Berlucchi and Aglioti (1997) proposed that, despite the plasticity in the somatosensory cortex, the brain might be genetically predisposed to representing a prototypical human body. There is abundant evidence from neonatal research, as well as from phocomelic children for an innate origin of the body schema. In a landmark experiment, Meltzoff and Moore (1977) showed that neonates are capable of imitating orofacial and head movements of an adult model already days after delivery. This implies that they can equate their own and other people’s body structure. Reports of phantom limb sensations in children with congenital limb deficiency provide further evidence for an innate body schema (Melzack et al. 1997). According to Melzack et al. (1997), the basic experience of the body is not a passive process that merely reflects sensory input from the body, but an interaction of genetic and sensory determinants. Evidence for multiple independent body representations comes from research by Corradi-Dell’Acqua et al. (2009). They could show that the brain is endowed with two representations of the body maintained by different neural substrates: (1) the body schema, which represents the orientation of one’s own body in space, and (2) the body structural description, representing the location of body parts relative to a prototypical body.

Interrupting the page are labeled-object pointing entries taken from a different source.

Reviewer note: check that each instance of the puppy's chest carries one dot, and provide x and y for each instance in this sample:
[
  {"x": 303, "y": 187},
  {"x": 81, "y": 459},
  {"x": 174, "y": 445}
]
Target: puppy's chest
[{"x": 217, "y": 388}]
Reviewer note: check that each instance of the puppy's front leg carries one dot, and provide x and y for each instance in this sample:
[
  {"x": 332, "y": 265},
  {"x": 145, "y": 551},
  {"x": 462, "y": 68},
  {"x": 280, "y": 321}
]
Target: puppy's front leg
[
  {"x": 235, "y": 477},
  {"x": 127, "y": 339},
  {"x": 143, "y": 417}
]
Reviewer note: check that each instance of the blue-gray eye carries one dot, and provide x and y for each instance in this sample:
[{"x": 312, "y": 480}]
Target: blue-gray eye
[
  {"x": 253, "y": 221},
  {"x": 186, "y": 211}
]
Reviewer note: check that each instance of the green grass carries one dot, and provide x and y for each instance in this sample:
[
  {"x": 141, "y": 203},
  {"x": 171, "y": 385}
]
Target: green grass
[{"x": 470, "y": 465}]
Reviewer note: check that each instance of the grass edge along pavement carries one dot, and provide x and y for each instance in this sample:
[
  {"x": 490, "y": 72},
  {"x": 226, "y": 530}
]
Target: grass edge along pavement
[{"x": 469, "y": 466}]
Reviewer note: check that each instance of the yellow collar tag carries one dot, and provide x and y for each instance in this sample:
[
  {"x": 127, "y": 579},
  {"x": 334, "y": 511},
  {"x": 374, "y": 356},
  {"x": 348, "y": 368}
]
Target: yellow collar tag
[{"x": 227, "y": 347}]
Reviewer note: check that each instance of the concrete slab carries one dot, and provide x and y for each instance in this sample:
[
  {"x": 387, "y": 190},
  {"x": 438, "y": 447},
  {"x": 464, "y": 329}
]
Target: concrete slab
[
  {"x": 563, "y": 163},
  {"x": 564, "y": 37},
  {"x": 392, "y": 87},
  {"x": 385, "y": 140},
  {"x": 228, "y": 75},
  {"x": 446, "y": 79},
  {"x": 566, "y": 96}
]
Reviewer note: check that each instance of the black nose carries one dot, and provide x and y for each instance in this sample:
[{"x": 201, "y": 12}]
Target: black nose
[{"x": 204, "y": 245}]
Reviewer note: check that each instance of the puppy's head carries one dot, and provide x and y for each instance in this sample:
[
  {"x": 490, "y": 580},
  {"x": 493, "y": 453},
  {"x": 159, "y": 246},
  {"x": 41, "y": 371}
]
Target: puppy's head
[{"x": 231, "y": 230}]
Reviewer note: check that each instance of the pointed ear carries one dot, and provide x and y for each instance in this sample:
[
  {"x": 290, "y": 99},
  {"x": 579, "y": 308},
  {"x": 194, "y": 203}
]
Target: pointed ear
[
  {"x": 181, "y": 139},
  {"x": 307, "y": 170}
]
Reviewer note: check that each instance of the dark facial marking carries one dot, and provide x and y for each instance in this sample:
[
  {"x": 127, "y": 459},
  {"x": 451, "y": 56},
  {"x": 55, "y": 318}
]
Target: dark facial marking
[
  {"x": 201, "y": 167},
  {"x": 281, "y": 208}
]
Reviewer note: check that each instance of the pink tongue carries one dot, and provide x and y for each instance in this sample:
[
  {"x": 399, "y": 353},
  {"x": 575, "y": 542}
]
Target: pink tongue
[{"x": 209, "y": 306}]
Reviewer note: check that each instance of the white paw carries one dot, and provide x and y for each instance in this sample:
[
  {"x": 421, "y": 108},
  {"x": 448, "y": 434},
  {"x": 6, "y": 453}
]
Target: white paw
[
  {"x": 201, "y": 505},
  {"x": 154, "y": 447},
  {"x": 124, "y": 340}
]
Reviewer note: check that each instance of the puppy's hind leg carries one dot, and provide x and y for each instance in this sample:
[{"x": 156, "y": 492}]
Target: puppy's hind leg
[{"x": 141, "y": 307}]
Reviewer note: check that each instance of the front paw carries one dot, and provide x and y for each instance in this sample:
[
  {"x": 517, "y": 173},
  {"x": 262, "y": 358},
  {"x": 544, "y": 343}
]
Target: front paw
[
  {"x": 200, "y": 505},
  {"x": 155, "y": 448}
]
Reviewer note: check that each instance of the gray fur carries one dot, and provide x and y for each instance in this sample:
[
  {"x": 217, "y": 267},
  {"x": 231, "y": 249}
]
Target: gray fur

Laterality emerges very early in life and when dealing with motor imagery, laterality effects provide reliable evidence that subjects are referring to a representation of their own body, as found here in the group of healthy controls. Accordingly, the disappearance of this functional marker represents a strong suggestion that the patients are not referring to a representation of their own body. Our findings suggest that the amputees and the patient with rotationplasty may be using a more abstract (prototypical) representation of the body, or more likely they may be operating mental visual transformations of the stimulus, thus not using motor imagery at all. It should be noted that mental rotation of a visual stimulus (rotating the picture of a foot, as opposed to imagining moving “my preferred foot”) would entail exactly the disappearance of the laterality effect, while the effect of distance from a canonical orientation (i.e., a foot with the big toe pointing upward) would still be present. However, the elicitation of phantom sensations during the task in 2 of the 18 amputees suggests that at least these 2 patients were using motor imagery. This hypothesis should be tested in further studies, possibly making use of functional brain imaging during mental rotation tests in amputees.